Question

Balance the following equation by oxidation number method.
$Zn+HN{O}_3\to Zn(N{O}_3{)}_2+N{H}_{4}N{O}_3+H_{2}O$

Answer 1

Writing oxidation numbers of all the atoms,
$\stackrel{0}{Zn}+\stackrel{+1}{H}\stackrel{+5}{N}\stackrel{-2}{O_3}\to \stackrel{+2}{Zn}(\stackrel{+5}{N}\stackrel{-2}{O_3}{)}_2+\stackrel{-3}{N}\stackrel{+1}{H_4}\stackrel{+5}{N}\stackrel{-2}{N}\stackrel{-2}{O_3}+\stackrel{+1}{H_2}\stackrel{-2}{O}$
The oxidation numbers of $Zn$ and $N$ have changed.

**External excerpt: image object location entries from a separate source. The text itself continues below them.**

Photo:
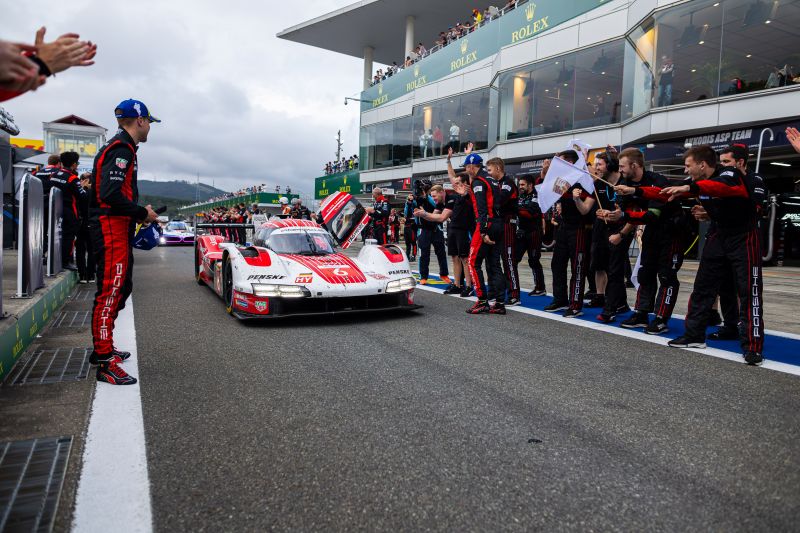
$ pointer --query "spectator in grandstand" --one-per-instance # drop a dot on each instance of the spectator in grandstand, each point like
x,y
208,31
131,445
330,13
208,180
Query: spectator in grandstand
x,y
25,67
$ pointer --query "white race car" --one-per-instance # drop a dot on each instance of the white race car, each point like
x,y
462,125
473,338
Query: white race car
x,y
293,268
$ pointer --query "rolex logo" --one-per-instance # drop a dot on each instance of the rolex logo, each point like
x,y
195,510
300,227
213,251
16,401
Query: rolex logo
x,y
530,11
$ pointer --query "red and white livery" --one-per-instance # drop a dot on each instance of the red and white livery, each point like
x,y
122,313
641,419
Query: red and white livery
x,y
294,267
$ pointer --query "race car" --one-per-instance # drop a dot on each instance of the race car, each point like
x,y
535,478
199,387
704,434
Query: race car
x,y
293,268
177,232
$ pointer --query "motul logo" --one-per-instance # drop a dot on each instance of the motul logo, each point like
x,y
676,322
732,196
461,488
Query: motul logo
x,y
109,304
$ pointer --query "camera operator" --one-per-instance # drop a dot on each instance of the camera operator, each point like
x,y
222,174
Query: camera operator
x,y
451,206
487,236
528,237
609,246
429,233
571,245
379,214
663,241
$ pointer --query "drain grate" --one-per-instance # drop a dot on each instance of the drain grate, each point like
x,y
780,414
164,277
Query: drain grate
x,y
31,476
73,319
84,295
53,365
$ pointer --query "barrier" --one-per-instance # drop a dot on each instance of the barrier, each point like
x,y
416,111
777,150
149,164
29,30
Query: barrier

$\stackrel{0}{Zn}\to \stackrel{+2}{Zn}(N{O}_3{)}_2$ .......(i)
$H\stackrel{+5}{N}{O}_3\to \stackrel{-3}{N}{H}_{4}N{O}_3$ ..........(ii)

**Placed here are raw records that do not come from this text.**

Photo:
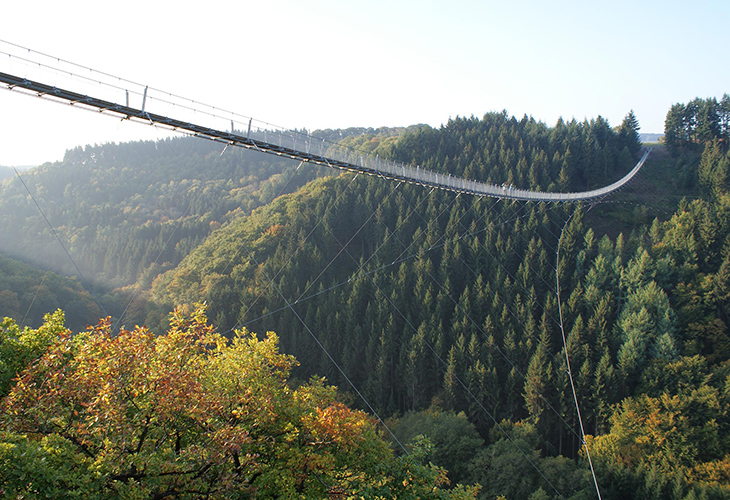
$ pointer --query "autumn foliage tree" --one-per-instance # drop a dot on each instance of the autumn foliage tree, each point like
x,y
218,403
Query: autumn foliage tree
x,y
190,414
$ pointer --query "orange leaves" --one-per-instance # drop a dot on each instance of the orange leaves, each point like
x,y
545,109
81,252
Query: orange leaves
x,y
336,424
189,413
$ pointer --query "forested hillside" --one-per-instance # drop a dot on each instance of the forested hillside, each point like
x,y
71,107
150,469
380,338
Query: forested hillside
x,y
443,314
128,211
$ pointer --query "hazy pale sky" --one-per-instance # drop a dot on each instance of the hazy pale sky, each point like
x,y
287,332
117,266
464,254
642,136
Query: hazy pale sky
x,y
335,64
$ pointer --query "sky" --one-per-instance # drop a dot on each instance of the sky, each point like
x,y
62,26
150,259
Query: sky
x,y
319,64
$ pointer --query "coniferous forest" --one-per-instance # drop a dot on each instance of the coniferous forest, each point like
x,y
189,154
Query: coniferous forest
x,y
437,337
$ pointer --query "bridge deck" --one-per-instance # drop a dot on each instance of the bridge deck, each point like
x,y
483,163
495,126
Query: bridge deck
x,y
336,157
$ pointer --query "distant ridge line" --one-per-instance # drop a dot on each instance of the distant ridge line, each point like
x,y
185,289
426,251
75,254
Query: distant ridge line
x,y
334,156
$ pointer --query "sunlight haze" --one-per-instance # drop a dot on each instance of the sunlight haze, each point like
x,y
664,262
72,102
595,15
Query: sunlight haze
x,y
326,64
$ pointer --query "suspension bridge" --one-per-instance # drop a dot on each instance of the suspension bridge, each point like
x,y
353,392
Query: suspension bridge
x,y
301,146
306,148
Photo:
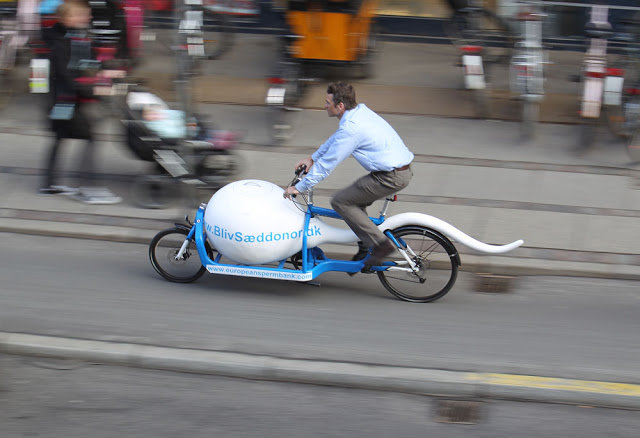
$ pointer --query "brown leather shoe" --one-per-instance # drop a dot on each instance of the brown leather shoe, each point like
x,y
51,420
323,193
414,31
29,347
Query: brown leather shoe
x,y
380,252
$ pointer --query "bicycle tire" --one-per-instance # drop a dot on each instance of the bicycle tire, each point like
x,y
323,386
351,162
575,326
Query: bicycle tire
x,y
217,34
436,262
163,249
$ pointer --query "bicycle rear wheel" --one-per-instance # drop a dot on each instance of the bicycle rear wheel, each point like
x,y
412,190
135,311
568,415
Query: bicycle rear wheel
x,y
163,250
436,266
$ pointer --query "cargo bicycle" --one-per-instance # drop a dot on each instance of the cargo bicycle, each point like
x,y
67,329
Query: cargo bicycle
x,y
248,229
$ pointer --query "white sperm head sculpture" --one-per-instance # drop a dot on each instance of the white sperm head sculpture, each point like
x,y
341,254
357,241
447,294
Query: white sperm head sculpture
x,y
250,222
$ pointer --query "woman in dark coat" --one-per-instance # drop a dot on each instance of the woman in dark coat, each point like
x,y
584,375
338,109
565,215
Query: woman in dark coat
x,y
70,49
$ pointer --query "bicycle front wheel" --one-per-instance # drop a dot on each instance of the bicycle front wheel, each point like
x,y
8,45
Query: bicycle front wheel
x,y
163,250
435,271
218,34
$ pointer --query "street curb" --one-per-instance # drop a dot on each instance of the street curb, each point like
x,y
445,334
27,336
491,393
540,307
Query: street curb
x,y
432,382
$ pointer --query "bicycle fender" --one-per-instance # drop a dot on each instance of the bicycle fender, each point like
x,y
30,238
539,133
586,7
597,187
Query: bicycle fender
x,y
404,219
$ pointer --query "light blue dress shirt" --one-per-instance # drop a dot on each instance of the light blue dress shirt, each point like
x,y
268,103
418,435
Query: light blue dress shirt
x,y
365,135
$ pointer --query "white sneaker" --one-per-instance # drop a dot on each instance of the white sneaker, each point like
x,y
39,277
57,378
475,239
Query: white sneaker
x,y
97,196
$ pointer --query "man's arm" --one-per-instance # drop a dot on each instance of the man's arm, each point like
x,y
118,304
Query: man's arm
x,y
335,150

Increase in Ox. no. of $Zn=2$ units per $Zn$ atom
Decrease in Ox. no. of $N=8$ units per $HN{O}_3$ molecule
Eq.(i) should be multiplied by $4$ and added to eq. (ii),
$4Zn+HN{O}_3\to 4Zn(N{O}_3{)}_2+N{H}_{4}N{O}_3$.
To balance nitrogen, $9$ molecules of $HN{O}_3$ should be added on LHS.
To balance hydrogen and oxygen, $3H_{2}O$ molecules should be added on RHS. Hence, the balanced equation is
$4Zn+10HN{O}_3\to 4Zn(N{O}_3{)}_2+N{H}_{4}N{O}_3+3H_{2}O$.